The king would like to know how many laser effects can be produced with this kind of bug at present?
Obviously, if there are only 3 machines, there can be a total of 5 styles, namely:
all closed (sorry, at this time silent is better than sound, this is also one type)
, a total of 3 types
, two machines , only one type
30 is not good enough, the king has to ask you for help.
An integer is required to indicate the number of patterns that can be formed by 30 lasers.
Note, only submit a whole number, do not fill in any extra content.
3. Gray code
Gray code is a binary representation of n bits.
Different from ordinary binary representation, it requires only one digit to be different between two adjacent numbers.
The first and last two numbers are also required to have a difference of only 1 digit.
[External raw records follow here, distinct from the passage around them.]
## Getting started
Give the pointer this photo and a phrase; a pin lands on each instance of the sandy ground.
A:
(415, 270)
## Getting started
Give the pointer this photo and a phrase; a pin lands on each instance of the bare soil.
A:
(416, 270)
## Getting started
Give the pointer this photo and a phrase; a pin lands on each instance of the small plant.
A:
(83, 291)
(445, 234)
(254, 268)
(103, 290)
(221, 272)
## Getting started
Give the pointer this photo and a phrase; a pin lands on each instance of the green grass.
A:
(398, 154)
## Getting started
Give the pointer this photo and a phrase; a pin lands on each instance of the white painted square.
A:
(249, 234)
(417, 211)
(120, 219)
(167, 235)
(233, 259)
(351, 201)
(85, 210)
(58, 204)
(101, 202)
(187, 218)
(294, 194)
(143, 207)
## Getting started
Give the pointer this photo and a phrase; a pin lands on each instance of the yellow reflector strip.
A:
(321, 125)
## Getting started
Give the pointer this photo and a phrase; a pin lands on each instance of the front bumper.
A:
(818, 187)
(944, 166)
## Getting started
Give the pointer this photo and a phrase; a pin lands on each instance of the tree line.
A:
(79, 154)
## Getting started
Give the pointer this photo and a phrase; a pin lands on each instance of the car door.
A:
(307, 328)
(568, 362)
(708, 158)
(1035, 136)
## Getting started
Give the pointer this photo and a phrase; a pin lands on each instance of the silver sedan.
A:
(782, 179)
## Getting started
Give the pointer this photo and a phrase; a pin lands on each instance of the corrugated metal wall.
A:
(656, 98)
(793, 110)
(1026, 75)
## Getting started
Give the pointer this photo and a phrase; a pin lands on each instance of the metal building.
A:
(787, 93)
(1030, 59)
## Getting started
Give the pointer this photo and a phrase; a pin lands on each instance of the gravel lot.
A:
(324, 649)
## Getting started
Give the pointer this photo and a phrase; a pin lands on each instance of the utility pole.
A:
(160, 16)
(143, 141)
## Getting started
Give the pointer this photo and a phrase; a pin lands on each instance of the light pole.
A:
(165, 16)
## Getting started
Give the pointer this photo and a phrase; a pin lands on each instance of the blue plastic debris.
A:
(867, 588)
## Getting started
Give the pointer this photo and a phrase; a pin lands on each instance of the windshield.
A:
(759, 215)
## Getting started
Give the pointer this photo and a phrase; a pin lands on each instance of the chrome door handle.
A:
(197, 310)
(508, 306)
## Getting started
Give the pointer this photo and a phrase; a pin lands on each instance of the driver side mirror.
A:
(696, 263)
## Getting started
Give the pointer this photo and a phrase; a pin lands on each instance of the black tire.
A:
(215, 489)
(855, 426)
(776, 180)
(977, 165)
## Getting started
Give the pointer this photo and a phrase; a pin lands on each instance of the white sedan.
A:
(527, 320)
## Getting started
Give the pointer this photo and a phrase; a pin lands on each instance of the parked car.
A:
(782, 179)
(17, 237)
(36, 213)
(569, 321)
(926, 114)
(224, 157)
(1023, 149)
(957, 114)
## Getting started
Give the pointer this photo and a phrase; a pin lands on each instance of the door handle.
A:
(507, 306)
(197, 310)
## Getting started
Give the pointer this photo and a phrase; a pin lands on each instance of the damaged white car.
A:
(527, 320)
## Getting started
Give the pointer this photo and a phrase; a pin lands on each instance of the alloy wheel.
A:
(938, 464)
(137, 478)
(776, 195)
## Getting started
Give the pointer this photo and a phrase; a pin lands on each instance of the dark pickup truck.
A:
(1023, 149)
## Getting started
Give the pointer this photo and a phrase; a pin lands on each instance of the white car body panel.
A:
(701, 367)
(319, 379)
There are many algorithms to generate Gray codes. The following is the more common one:
start generating from the code all 0s.
When the odd number is generated, only the last digit of the current number is changed (0 changes to 1, 1 changes to 0).
When the even number is generated, first find the rightmost 1 and change the number on its left.
The 4-bit Gray code sequence generated by this rule is as follows:
0000
0001
0011
0010
0110
0111
0101
0100
1100
1101
1111
1110
1010
1011
1001
1000
The following is the implementation code, carefully analyze the logic, and fill in the missing code in the underlined part. (Answer: a^((a&(-a))<<1))
Regardless of the complexity of the code turning around, in fact, the value of a is the Gray code sequence. Here is the function of a&-a: a number consisting of consecutive 0s plus a 1 in the low digits of a binary number, such as a=12 (1100) , There are two consecutive 0s in the low bit, then a&-a=4 (100). The question requires changing the number to the left of the rightmost 1 when the even number is generated, that is, 0001->0011, 0010->0110, 0111->0101, 0100->1100, 1101->1111, 1110->1010, 1011->1001, then a&-a works, we find the low-order continuous 0 plus a number consisting of 1, let it move one bit to the left, and then XOR with a, 1 1=0, 1 0= 1. In this way, the goal is achieved.
#include <stdio.h>
void show(int a,int n){
int i;
int msk = 1;
for(i=0; i<n-1; i++) msk = msk << 1;
for(i=0; i<n; i++){
printf((a & msk)? "1" : "0");
msk = msk >> 1;
}
printf("\n");
}
void f(int n){
int i;
int num = 1;
for(i=0; i<n; i++) num = num<<1;
int a = 0;
for(i=0; i<num; i++){
show(a,n);
if(i%2==0){
a = a ^ 1;
}
else{
a = _________________________ ; //填空
}
}
}
int main(){
f(4);
return 0;
}
4. Adjust the watch
Xiao Ming bought a high-end, high-end electronic watch, and he is about to adjust the time.
In the M78 Nebula, the unit of measurement of time is different from that on Earth. An hour in the M78 Nebula has n minutes.
Everyone knows that the watch has only one button to increase the current number by one. When adjusting the minutes, if the currently displayed number is 0, it will change to 1 when you press the button, and it will change to 2 when you press it again. If the current number is n-1, it will become 0 after pressing it once.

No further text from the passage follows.